On Sunday, the 18th, La Fayette reviewed the federates in the Champ de Mars; on Monday, there was a large review, including, not only federalists, but troops of the line and marines, at which the king, the queen, and the dauphin, were present. The queen was particularly gracious, and gave her hand to be kissed by the federalists, and the kind words which she addressed to some of them, especially the young soldiers of Lorraine, deeply touched them, and awoke a spark of the ancient loyalty. Before the federalists quitted the capital, they went to pay their homage to the king. All of them testified the most profound respect, the warmest attachment. The chief of the Bretons dropped on his knees, and presented his sword to Louis, swearing that it should never be stained with any but the blood of his enemies. Louis restored him his sword, embraced him, and was deeply affected. "Sire," rejoined the Breton officer, "all the French, if I may judge from our hearts, love, and will love you, because you are a citizen king."

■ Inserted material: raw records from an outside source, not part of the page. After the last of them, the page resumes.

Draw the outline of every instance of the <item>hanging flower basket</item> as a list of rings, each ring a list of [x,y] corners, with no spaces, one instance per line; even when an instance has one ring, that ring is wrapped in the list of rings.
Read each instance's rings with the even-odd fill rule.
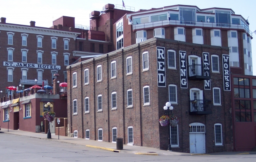
[[[55,113],[52,111],[44,112],[43,113],[43,116],[49,122],[52,122],[55,117]]]
[[[170,119],[170,125],[172,127],[176,127],[178,122],[179,120],[176,116],[172,116]]]
[[[169,117],[167,115],[163,115],[159,119],[159,122],[161,126],[165,127],[169,124]]]

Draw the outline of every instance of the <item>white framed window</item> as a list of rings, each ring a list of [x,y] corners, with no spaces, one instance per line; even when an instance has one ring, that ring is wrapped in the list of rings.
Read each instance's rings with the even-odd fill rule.
[[[52,49],[56,49],[58,38],[55,37],[51,37],[51,39],[52,39]]]
[[[13,45],[13,36],[14,36],[14,33],[13,32],[7,32],[7,36],[8,36],[8,45]]]
[[[111,78],[116,77],[116,61],[112,61],[111,65]]]
[[[13,52],[14,51],[14,49],[12,48],[11,49],[9,48],[7,49],[7,51],[8,52],[8,61],[12,61]]]
[[[41,50],[37,51],[37,63],[42,64],[43,63],[43,53],[44,51]]]
[[[9,109],[4,109],[4,120],[9,120]]]
[[[44,37],[43,36],[41,35],[41,36],[39,36],[39,35],[36,35],[36,37],[37,37],[37,47],[43,47],[43,38]]]
[[[142,53],[143,70],[148,69],[148,52],[144,52]]]
[[[77,114],[77,100],[73,100],[73,114]]]
[[[68,50],[68,42],[70,39],[68,38],[63,38],[63,39],[64,39],[64,49]]]
[[[64,55],[64,65],[68,65],[68,55]]]
[[[21,38],[22,40],[22,46],[27,46],[27,39],[28,36],[27,34],[21,34]]]
[[[127,74],[130,74],[132,73],[132,61],[131,56],[129,57],[126,58],[126,72]]]
[[[23,62],[27,62],[27,51],[22,50],[22,61]]]
[[[176,68],[176,54],[173,50],[168,50],[168,68]]]
[[[22,73],[22,80],[27,80],[27,72],[28,72],[27,70],[22,69],[21,70]]]
[[[221,124],[214,124],[214,133],[215,134],[215,145],[222,145],[222,131]]]
[[[102,95],[98,96],[98,111],[102,110]]]
[[[102,80],[102,69],[101,65],[97,66],[97,81],[100,82]]]
[[[25,113],[25,117],[30,116],[30,105],[28,104],[26,105],[26,112]]]
[[[13,70],[14,68],[8,68],[7,69],[8,71],[8,82],[12,82],[12,76],[13,76]]]
[[[133,127],[128,127],[128,144],[133,144]]]
[[[174,84],[169,85],[169,101],[177,103],[177,86]]]
[[[132,107],[132,90],[127,90],[127,107]]]
[[[220,89],[218,88],[214,88],[213,91],[213,105],[220,105]]]
[[[98,141],[102,141],[103,137],[102,129],[102,128],[100,128],[98,130]]]
[[[89,98],[84,98],[84,112],[89,112]]]
[[[220,72],[219,68],[219,56],[216,55],[212,55],[212,72]]]
[[[114,127],[112,128],[112,142],[116,143],[116,138],[117,138],[117,128]]]
[[[143,101],[144,105],[149,105],[149,86],[143,87]]]
[[[74,138],[78,138],[78,131],[74,131]]]
[[[89,84],[89,69],[84,70],[84,84]]]
[[[85,130],[85,139],[90,139],[90,129]]]
[[[56,64],[56,54],[54,53],[52,53],[52,64]]]
[[[178,147],[179,146],[179,132],[178,125],[176,127],[170,127],[170,134],[171,135],[171,146],[172,147]]]
[[[73,87],[76,87],[76,72],[73,73]]]
[[[116,109],[116,92],[111,94],[111,101],[112,109]]]
[[[43,71],[37,71],[37,80],[43,80]]]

Let us see. These were but the mere phosphorous gleams of that strange thing, French sentiment, or the honest expression of the more loyal and better-natured few. The republican orators and journalists had witnessed this fête with gall and detestation. Everything like affection for the monarchy or the monarch irritated them to madness. Men, with all the tiger and the demon in their nature, and destined to wade through torrents of blood, and to extinguish one another in it-Carra, Danton, Marat, Camille Desmoulins, and Robespierre. Carra denounced them as an "idolatrous people, who saw only the king and La Fayette, and not their own importance." He abused them as the most despicable of slaves, because they assembled under the windows of the Tuileries, and shouted, "Vive la Reine!" Why, he demanded, did they not cry, "Vivent les Polignacs!" the queen's great favourites. "Vive the Red-book of the Noblesse!" "Vive the Trianon!" the queen's palace. "Vive Lambesc!" "Vivent the protectors of the conspiracy against Paris!" "Vivent the iron railings of the Tuileries, with cannon-balls behind them!" "Vivent the authors of the project to carry the king to Metz!" "Vive the grant of twenty-five millions to the king!" &c. He denounced "the mayor Bailly, and all the rogues and swindlers that manage French affairs! How shameful that gaudy throne set apart for the king in the Champ de Mars, who is nothing but the first servant of the people!" And then he added an undoubted truth as it regarded the weathercock nature of Frenchmen, "Ah,

These rampant republicans, bent on reducing everything to one level, spoke of the king simply as Louis Capet, and the queen as Louis Capet's wife, and the dauphin as the boy Capet, and we shall see that they succeeded, ere long, in bringing everything down to a literal equality, lopping off heads as wantonly as a lazy clown lops off the heads of thistles or wild flowers with a switch, and concluding by having their own heads rolled into the same bloody dust. Recriminations and heart-burnings sprang out of this festival betwixt the court and the people, instead of mutual confidence. The aristocracy saw in it only a new and general compact against monarchy and against their own order. The court were accused of having granted a passage for the Austrian troops into the country of Liege; and St. Priest was accused of having favoured the escape of persons charged with counter-revolutionary principles; and, in its anger, the court ordered the prosecution of the authors of the disturbances of the 5th and 6th of October, the march to Versailles, and the forcible conveyance of the king to Paris. The two persons chiefly named were Mirabeau and the duke of Orleans; but Mirabeau was only named as a cloak; the real aim was to drive away the duke of Orleans, who had returned from England, and was more popular than ever. But Mirabeau, though in the pay of the court, would not be silent, as was wished, for he deemed that the accusations really proceeded from the aristocracy, who hated him. He ascended the tribunal, and defended both himself and the duke, exclaiming, as he pointed to the right side of the assembly, where sate the aristocrats, that it was there whence the mischief came; that they were the authors of these proceedings, and that the country would prepare a most implacable vengeance for them. The speech was received with vehement acclamations, and the assembly resolved that there was no ground of accusation whatever against these distinguished individuals.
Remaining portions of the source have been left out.